Design Zoom — System Design Interview Guide
Design Zoom is a system-design interview that asks you to build a video-conferencing platform: hundreds of millions of users join real-time meetings, audio and video streams flow between participants with sub-300ms latency, and the system scales to meetings of thousands. The hard part is the media routing topology and the bandwidth math.
By Alex Chen, Founder, InterviewChamp.AI · Last verified
Reported in interviews at
- Zoom
- Microsoft
- Meta
- Cisco
Sourced from Glassdoor, Levels.fyi, and Blind interview reports.
Functional requirements
- Host or schedule a meeting with a meeting ID, optional password, and waiting room
- Join a meeting via meeting ID and stream audio/video/screen-share
- Real-time chat within the meeting
- Recording: cloud recording of audio, video, and chat for later playback
- Breakout rooms: dynamically partition a meeting into smaller sub-rooms
- Optional: live transcription and noise suppression
Non-functional requirements
- Scale: ~300M daily meeting participants, average meeting ~5 participants, max meeting ~10K participants in webinar mode
- Audio/video latency: <300ms p99 end-to-end mouth-to-ear
- Packet-loss tolerance: usable audio at 5% packet loss, usable video at 15%
- Availability: 99.99%; meetings cannot drop mid-session
- Bandwidth: adaptive bitrate from 50 kbps (audio-only fallback) to 3 Mbps (HD video)
Capacity estimation
Public 2024 scale anchors: Zoom handles ~300M daily meeting participants, peak concurrency in the tens of millions. Average meeting ~5 participants × 30 minutes; peak meetings can run to 10K participants in webinar mode.

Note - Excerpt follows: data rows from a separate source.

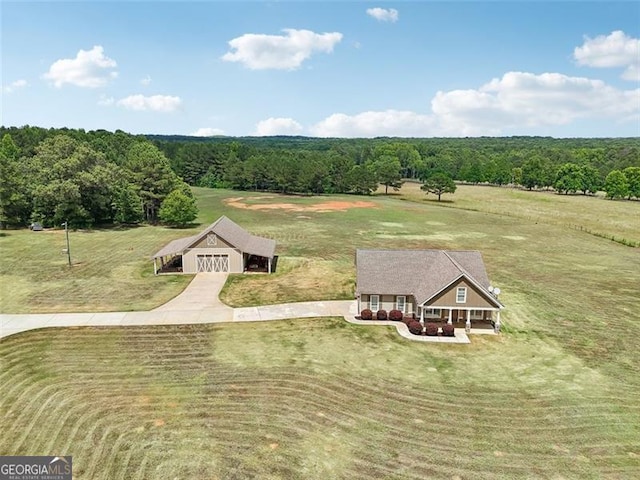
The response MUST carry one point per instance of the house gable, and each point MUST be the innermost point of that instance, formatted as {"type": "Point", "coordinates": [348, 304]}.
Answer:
{"type": "Point", "coordinates": [474, 296]}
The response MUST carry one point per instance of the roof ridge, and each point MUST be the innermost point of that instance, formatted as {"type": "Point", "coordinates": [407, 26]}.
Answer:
{"type": "Point", "coordinates": [456, 264]}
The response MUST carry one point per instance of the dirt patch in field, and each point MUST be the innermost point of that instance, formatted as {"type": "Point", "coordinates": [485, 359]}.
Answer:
{"type": "Point", "coordinates": [321, 207]}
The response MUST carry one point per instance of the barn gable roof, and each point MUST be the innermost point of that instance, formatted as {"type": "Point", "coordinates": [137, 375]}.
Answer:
{"type": "Point", "coordinates": [230, 232]}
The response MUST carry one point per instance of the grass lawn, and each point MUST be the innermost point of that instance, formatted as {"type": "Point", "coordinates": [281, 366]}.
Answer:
{"type": "Point", "coordinates": [554, 396]}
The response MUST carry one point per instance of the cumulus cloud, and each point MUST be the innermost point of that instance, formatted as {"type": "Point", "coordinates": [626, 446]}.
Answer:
{"type": "Point", "coordinates": [90, 69]}
{"type": "Point", "coordinates": [516, 103]}
{"type": "Point", "coordinates": [13, 86]}
{"type": "Point", "coordinates": [155, 103]}
{"type": "Point", "coordinates": [280, 52]}
{"type": "Point", "coordinates": [278, 126]}
{"type": "Point", "coordinates": [524, 99]}
{"type": "Point", "coordinates": [207, 132]}
{"type": "Point", "coordinates": [614, 50]}
{"type": "Point", "coordinates": [388, 123]}
{"type": "Point", "coordinates": [383, 14]}
{"type": "Point", "coordinates": [105, 101]}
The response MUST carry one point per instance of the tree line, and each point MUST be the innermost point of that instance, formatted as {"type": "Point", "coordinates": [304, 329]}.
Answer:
{"type": "Point", "coordinates": [100, 177]}
{"type": "Point", "coordinates": [312, 165]}
{"type": "Point", "coordinates": [86, 179]}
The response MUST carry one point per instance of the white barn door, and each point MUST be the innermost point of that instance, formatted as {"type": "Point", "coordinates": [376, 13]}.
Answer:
{"type": "Point", "coordinates": [212, 263]}
{"type": "Point", "coordinates": [204, 263]}
{"type": "Point", "coordinates": [221, 263]}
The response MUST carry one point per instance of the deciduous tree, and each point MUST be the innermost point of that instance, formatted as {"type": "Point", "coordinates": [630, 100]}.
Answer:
{"type": "Point", "coordinates": [439, 183]}
{"type": "Point", "coordinates": [616, 185]}
{"type": "Point", "coordinates": [178, 209]}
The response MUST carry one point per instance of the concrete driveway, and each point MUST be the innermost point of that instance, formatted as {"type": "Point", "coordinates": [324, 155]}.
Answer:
{"type": "Point", "coordinates": [199, 303]}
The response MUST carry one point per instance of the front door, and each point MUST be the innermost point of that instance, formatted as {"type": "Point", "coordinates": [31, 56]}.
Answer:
{"type": "Point", "coordinates": [221, 263]}
{"type": "Point", "coordinates": [204, 263]}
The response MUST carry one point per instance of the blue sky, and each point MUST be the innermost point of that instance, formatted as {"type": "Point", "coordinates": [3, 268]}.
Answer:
{"type": "Point", "coordinates": [345, 69]}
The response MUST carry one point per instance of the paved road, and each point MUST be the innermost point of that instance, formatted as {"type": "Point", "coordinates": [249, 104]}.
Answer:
{"type": "Point", "coordinates": [199, 303]}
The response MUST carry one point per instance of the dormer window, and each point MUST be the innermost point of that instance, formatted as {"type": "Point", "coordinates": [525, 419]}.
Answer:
{"type": "Point", "coordinates": [461, 295]}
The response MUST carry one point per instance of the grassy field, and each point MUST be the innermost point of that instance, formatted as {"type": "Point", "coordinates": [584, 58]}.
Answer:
{"type": "Point", "coordinates": [555, 396]}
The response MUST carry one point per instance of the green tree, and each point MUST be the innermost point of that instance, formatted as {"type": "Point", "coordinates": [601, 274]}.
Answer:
{"type": "Point", "coordinates": [568, 178]}
{"type": "Point", "coordinates": [616, 185]}
{"type": "Point", "coordinates": [362, 180]}
{"type": "Point", "coordinates": [15, 209]}
{"type": "Point", "coordinates": [70, 182]}
{"type": "Point", "coordinates": [632, 174]}
{"type": "Point", "coordinates": [127, 205]}
{"type": "Point", "coordinates": [152, 176]}
{"type": "Point", "coordinates": [439, 183]}
{"type": "Point", "coordinates": [387, 171]}
{"type": "Point", "coordinates": [590, 180]}
{"type": "Point", "coordinates": [178, 209]}
{"type": "Point", "coordinates": [516, 176]}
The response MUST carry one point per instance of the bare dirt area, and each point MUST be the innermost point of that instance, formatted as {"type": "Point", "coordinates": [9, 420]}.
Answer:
{"type": "Point", "coordinates": [321, 207]}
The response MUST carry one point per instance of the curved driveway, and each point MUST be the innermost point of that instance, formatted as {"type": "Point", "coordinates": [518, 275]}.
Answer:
{"type": "Point", "coordinates": [199, 303]}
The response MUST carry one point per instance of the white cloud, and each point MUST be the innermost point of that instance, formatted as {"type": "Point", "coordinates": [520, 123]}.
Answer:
{"type": "Point", "coordinates": [156, 103]}
{"type": "Point", "coordinates": [207, 132]}
{"type": "Point", "coordinates": [280, 52]}
{"type": "Point", "coordinates": [90, 69]}
{"type": "Point", "coordinates": [383, 14]}
{"type": "Point", "coordinates": [514, 104]}
{"type": "Point", "coordinates": [105, 101]}
{"type": "Point", "coordinates": [390, 123]}
{"type": "Point", "coordinates": [520, 99]}
{"type": "Point", "coordinates": [278, 126]}
{"type": "Point", "coordinates": [13, 86]}
{"type": "Point", "coordinates": [614, 50]}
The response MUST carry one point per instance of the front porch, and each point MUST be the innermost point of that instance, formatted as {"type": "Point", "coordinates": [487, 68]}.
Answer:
{"type": "Point", "coordinates": [476, 318]}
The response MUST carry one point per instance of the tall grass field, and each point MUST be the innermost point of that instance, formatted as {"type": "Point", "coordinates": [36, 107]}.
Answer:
{"type": "Point", "coordinates": [554, 396]}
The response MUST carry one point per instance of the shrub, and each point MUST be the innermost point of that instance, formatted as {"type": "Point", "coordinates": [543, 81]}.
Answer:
{"type": "Point", "coordinates": [415, 327]}
{"type": "Point", "coordinates": [432, 329]}
{"type": "Point", "coordinates": [448, 330]}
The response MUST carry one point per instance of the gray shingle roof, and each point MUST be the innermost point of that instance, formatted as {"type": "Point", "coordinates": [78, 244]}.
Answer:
{"type": "Point", "coordinates": [230, 232]}
{"type": "Point", "coordinates": [421, 273]}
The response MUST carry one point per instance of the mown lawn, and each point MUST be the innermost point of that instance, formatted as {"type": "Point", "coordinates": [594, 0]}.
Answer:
{"type": "Point", "coordinates": [554, 396]}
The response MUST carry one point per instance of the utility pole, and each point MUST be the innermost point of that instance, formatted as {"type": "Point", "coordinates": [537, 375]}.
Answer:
{"type": "Point", "coordinates": [66, 231]}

Bandwidth math is the dominant constraint. Per-participant uplink at 720p video + audio is ~1.5 Mbps; downlink for receiving N other streams is ~1.5 Mbps × (N-1). In a naive full-mesh of 100 participants, each user uploads 99 streams × 1.5 Mbps = 150 Mbps. This is infeasible — no consumer connection sustains 150 Mbps uplink. The architecture must reduce per-participant bandwidth (see deep dive).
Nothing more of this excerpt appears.